🤖 AI Summary
Existing code generation benchmarks overemphasize natural language understanding and reasoning while neglecting executable correctness, runtime performance, and multilingual support—particularly for non-English languages such as Russian—thus failing to reflect real-world production capabilities and risks. Method: We propose the first unified, practical programming–oriented evaluation framework for multilingual code generation, covering eight programming languages and eleven task categories, with explicit emphasis on code executability and real-world performance. We introduce a novel skill-based taxonomy for code assessment and develop an open-source, multi-environment automated evaluation platform featuring RESTful APIs, model testing pipelines, and a dynamic leaderboard. Contribution/Results: Experiments reveal substantial limitations of leading proprietary and open-weight LLMs in Russian code generation.
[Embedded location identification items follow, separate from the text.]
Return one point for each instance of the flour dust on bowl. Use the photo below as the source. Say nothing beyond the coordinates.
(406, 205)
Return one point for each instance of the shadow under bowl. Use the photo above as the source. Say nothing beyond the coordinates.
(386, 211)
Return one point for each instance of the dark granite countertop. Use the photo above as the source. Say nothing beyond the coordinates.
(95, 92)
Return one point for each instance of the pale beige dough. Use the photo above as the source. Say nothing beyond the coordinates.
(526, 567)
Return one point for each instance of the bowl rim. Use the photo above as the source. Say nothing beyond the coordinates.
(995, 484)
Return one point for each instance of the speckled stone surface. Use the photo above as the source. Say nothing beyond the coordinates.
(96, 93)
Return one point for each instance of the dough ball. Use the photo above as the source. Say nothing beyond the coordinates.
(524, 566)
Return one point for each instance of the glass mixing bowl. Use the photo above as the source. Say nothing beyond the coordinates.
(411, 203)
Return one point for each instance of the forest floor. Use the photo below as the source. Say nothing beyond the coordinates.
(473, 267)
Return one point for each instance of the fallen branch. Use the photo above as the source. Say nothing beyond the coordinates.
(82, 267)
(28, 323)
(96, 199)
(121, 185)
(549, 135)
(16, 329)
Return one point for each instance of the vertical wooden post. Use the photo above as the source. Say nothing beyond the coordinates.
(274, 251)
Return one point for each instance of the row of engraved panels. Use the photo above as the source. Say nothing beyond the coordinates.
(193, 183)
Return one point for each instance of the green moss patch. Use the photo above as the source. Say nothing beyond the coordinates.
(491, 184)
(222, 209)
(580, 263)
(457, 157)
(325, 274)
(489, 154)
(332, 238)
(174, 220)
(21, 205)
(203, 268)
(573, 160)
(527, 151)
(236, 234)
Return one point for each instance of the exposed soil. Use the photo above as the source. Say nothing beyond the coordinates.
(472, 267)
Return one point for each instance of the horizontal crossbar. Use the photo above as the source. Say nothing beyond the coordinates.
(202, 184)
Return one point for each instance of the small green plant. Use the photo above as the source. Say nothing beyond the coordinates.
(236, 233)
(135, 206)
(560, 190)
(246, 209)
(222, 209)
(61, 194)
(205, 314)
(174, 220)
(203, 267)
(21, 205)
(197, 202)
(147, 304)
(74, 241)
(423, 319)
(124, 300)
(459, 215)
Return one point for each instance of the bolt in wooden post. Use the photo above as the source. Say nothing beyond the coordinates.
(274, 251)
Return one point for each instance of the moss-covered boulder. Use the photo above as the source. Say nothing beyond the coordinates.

All resources—including benchmarks, evaluation tools, and results—are publicly released to advance standardized, reproducible research in code generation evaluation.
📝 Abstract
Advancements in LLMs have enhanced task automation in software engineering; however, current evaluations primarily focus on natural language tasks, overlooking code quality. Most benchmarks prioritize high-level reasoning over executable code and real-world performance, leaving gaps in understanding true capabilities and risks associated with these models in production. To address this issue, we propose MERA Code, a new addition to the MERA benchmark family, specifically focused on evaluating code for the latest code generation LLMs in Russian. This benchmark includes 11 evaluation tasks that span 8 programming languages. Our proposed evaluation methodology features a taxonomy that outlines the practical coding skills necessary for models to complete these tasks. The benchmark comprises an open-source codebase for users to conduct MERA assessments, a scoring system compatible with various programming environments, and a platform featuring a leaderboard and submission system. We evaluate open LLMs and frontier API models, analyzing their limitations in terms of practical coding tasks in non-English languages. We are publicly releasing MERA to guide future research, anticipate groundbreaking features in model development, and standardize evaluation procedures.